20. Somut olaydaki feshin gerekçesi, devletin millî güvenliğine karşı faaliyette bulunduğuna karar verilen PKK terör örgütü ile irtibatı veya iltisakı olduğu konusunda başvurucudan duyulan şüphe ve bu şüphe nedeniyle güven ilişkinin ortadan kalkmasıdır. PKK terör örgütü ile irtibatı veya iltisakı olduğu konusunda başvurucudan duyulan şüphenin, PKK terör örgütü propagandası yapma suçundan yargılanan ve hakkında HAGB kararı verilen başvurucunun eylemlerine dayandığı anlaşılmaktadır. Kararda ayrıca başvurucu hakkında verilen kovuşturmaya yer olmadığına dair karardan bahsedilmiştir. Bununla birlikte başvurucu hakkındaki HAGB kararına konu olayın 6/2/2004 tarihinde gerçekleştiği, anılan kararın ise 27/4/2010 tarihinde kesinleştiği ve başvurucu hakkında öngörülen 5 yıllık denetim süresinin 27/4/2015 tarihinde, başka bir deyişle fesih tarihinden önce sona erdiği anlaşılmaktadır. Yine başvurucu hakkında verilen kovuşturmaya yer olmadığına dair karara konu suçların da terör örgütüyle bir ilişkisinin olmadığı görülmüştür.

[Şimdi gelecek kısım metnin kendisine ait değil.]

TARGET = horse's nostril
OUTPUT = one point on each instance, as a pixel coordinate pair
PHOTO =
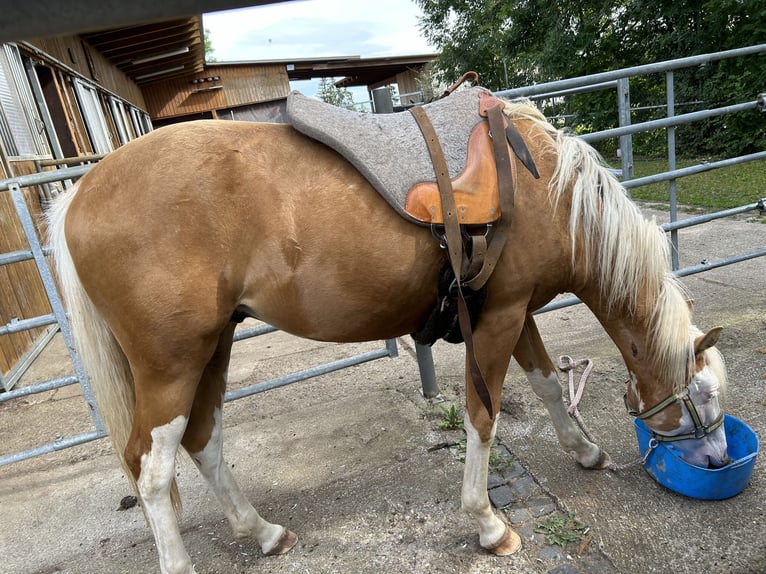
(725, 462)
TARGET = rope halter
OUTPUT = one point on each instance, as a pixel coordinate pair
(700, 430)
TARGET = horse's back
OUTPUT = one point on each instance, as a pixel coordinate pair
(209, 217)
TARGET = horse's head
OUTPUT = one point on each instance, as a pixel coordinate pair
(692, 419)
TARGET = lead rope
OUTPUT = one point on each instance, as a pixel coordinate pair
(568, 365)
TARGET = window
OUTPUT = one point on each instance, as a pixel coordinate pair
(141, 122)
(21, 129)
(120, 120)
(95, 122)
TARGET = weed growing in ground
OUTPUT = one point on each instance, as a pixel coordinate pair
(451, 419)
(561, 529)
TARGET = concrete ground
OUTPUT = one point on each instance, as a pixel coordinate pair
(352, 461)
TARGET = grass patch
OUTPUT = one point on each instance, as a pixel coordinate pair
(451, 419)
(716, 189)
(561, 529)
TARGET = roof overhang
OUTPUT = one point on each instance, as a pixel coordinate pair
(351, 70)
(153, 52)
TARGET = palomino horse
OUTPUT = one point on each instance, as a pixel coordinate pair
(170, 237)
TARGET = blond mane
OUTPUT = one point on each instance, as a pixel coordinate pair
(626, 254)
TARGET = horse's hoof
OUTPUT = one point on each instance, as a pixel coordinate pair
(604, 460)
(283, 545)
(509, 543)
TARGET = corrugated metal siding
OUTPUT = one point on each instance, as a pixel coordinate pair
(22, 294)
(76, 54)
(239, 85)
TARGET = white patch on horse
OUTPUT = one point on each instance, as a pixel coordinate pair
(570, 438)
(157, 471)
(474, 494)
(243, 518)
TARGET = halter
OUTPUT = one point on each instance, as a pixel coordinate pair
(700, 430)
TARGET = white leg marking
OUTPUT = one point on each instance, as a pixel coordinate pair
(571, 439)
(244, 519)
(474, 495)
(157, 471)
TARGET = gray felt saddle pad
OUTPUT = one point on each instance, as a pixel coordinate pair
(389, 149)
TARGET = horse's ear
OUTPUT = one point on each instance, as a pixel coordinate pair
(704, 342)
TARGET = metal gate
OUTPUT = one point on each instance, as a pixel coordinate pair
(618, 80)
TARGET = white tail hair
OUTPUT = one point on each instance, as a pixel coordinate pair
(101, 355)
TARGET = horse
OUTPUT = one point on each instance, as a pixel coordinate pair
(164, 243)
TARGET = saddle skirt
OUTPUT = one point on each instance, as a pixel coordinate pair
(390, 152)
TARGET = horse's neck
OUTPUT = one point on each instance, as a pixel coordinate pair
(630, 332)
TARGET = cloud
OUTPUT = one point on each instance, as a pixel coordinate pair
(316, 28)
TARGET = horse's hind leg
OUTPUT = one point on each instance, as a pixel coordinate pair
(541, 373)
(204, 442)
(158, 425)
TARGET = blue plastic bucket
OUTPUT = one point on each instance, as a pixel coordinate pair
(667, 467)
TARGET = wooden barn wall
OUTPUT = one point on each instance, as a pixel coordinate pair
(239, 85)
(22, 294)
(83, 58)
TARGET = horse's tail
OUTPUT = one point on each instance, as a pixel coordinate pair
(101, 355)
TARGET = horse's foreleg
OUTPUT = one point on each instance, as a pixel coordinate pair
(541, 373)
(204, 442)
(494, 534)
(493, 353)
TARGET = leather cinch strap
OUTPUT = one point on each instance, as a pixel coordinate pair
(454, 249)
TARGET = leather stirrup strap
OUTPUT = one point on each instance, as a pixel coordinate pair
(504, 168)
(454, 249)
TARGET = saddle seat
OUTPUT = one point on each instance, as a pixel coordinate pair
(390, 152)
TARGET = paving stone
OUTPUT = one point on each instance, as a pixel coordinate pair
(563, 569)
(540, 507)
(514, 470)
(501, 496)
(518, 515)
(551, 553)
(524, 486)
(494, 480)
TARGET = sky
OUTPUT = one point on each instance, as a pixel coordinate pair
(315, 29)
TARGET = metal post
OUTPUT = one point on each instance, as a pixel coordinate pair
(427, 372)
(671, 166)
(626, 141)
(53, 297)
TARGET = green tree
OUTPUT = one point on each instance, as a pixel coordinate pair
(518, 42)
(332, 94)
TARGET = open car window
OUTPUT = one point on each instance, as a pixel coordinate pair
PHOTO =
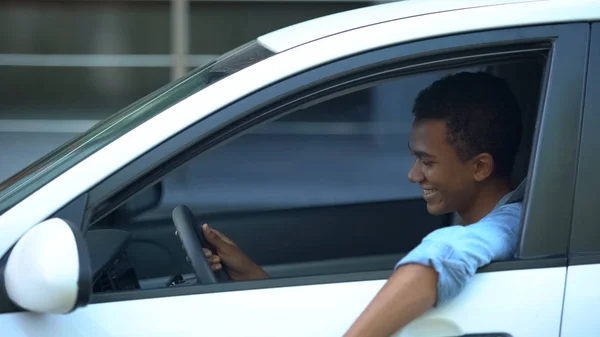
(28, 180)
(318, 189)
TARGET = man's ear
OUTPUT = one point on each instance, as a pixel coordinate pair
(484, 166)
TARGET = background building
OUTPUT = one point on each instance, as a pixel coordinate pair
(64, 65)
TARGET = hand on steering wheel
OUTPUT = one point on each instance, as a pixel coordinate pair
(226, 253)
(192, 238)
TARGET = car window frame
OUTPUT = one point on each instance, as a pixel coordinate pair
(584, 244)
(566, 39)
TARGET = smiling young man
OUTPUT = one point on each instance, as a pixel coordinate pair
(464, 137)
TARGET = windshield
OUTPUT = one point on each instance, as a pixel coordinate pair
(28, 180)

21. Bilindiği üzere HAGB, erteleme ve kısa süreli hapis cezasına seçenek yaptırımlar gibi hükmün ve cezanın bireyselleştirilmesi kurumlarından biridir. Hâkim, sanık hakkında mahkûmiyet hükmü kurmakla beraber hükmü açıklamamakta ve sanığı belirli bir süre denetim altında tutmaktadır. Sanık, denetim süresi içinde kasıtlı bir suç işlemediği ve mahkemece öngörülen denetimli serbestlik tedbirine uygun davrandığı takdirde açıklanması geri bırakılan mahkûmiyet hükmü ortadan kaldırılmaktadır (Enez Ersöz, B. No: 2018/19673, 31/3/2022, § 35).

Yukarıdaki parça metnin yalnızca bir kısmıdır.